I'm not entirely sure that we're still disagreeing. I'm not claiming that fiction is the same as non-fictional entities. I'm saying that something functioning in the human world has to have a category called "fiction", and to correctly see the contours of that category.

This gets back to the themes of the chinese room. The worry is that if you naively dump a dictionary or encyclopedia into an AI, it won't have real semantics, because of lack of grounding, even though it can correctly answer questions, in the way you and I can about Santa.

Yes, just like the point I made on the weakness of the Turing test. The problem is that it uses verbal skills as a test, which means it's only testing verbal skills.

However, if the chinese room walked around in the world, interacted with objects, and basically demonstrated human-level (or higher) lever of prediction, manipulation, and such, AND it operated by manipulating symbols and models, then I'd conclude that those actions demonstrate the symbols and models were grounded. Would you disagree?

Comment author: TheAncientGeek 14 April 2015 06:31:20PM 0 points [-]

I'd say they could .bd taken to be as grounded as ours. There is still a problem with referential semantics, that neither we nor the AI can tell it isnt in VR.

Which itself feeds through into problem with empiricism and physicalism.

Since semantics is inherently tricky, there aren't easy answers to the CR.

Comment author: Stuart_Armstrong 14 April 2015 06:38:09PM *  2 points [-]

If you're in VR and can never leave it or see evidence of if (eg a perfect Descartes's demon), I see no reason to see this as different from being in reality.
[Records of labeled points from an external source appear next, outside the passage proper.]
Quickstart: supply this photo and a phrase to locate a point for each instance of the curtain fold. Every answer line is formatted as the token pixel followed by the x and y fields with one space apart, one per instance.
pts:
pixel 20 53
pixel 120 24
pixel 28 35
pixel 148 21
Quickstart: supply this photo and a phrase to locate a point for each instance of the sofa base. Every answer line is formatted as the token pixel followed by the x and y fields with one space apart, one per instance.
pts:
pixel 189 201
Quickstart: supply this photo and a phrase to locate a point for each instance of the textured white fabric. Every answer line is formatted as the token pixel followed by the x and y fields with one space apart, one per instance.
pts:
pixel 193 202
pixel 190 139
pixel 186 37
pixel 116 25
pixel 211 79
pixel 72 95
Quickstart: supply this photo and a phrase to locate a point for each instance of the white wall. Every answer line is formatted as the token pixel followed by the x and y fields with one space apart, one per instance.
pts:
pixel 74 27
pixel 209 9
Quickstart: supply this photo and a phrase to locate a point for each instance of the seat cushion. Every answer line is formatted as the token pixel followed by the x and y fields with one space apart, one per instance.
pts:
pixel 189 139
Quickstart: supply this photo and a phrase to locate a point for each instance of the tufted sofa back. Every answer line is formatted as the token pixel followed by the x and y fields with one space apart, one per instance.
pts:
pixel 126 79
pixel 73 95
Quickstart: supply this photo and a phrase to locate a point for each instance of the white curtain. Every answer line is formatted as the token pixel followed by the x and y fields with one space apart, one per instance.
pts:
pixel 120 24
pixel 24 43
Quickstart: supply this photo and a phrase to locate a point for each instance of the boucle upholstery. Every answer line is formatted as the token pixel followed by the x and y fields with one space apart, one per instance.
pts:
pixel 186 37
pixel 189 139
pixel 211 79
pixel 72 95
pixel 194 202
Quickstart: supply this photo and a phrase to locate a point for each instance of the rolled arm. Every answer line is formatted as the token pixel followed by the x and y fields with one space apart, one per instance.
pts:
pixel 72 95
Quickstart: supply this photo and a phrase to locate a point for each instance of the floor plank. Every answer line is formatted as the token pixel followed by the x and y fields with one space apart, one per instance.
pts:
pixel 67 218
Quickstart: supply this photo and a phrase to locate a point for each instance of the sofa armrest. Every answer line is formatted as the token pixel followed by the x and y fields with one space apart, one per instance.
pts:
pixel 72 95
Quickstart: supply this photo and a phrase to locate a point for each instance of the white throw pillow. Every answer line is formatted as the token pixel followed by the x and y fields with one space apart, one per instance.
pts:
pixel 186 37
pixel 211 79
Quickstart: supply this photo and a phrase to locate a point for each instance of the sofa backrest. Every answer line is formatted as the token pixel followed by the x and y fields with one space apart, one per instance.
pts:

The symbols are still grounded in the baseline reality as far as you could ever tell. Any being you could encounter could check that your symbols are as grounded as you can make them.

Note that this is not the case for a "encyclopaedia Chinese Room". We could give it legs and make it walk around; and then when it fails and falls over every time while talking about how easy it is to walk, we'd realise its symbols are not grounded in our reality (which may be VR, but that's not relevant).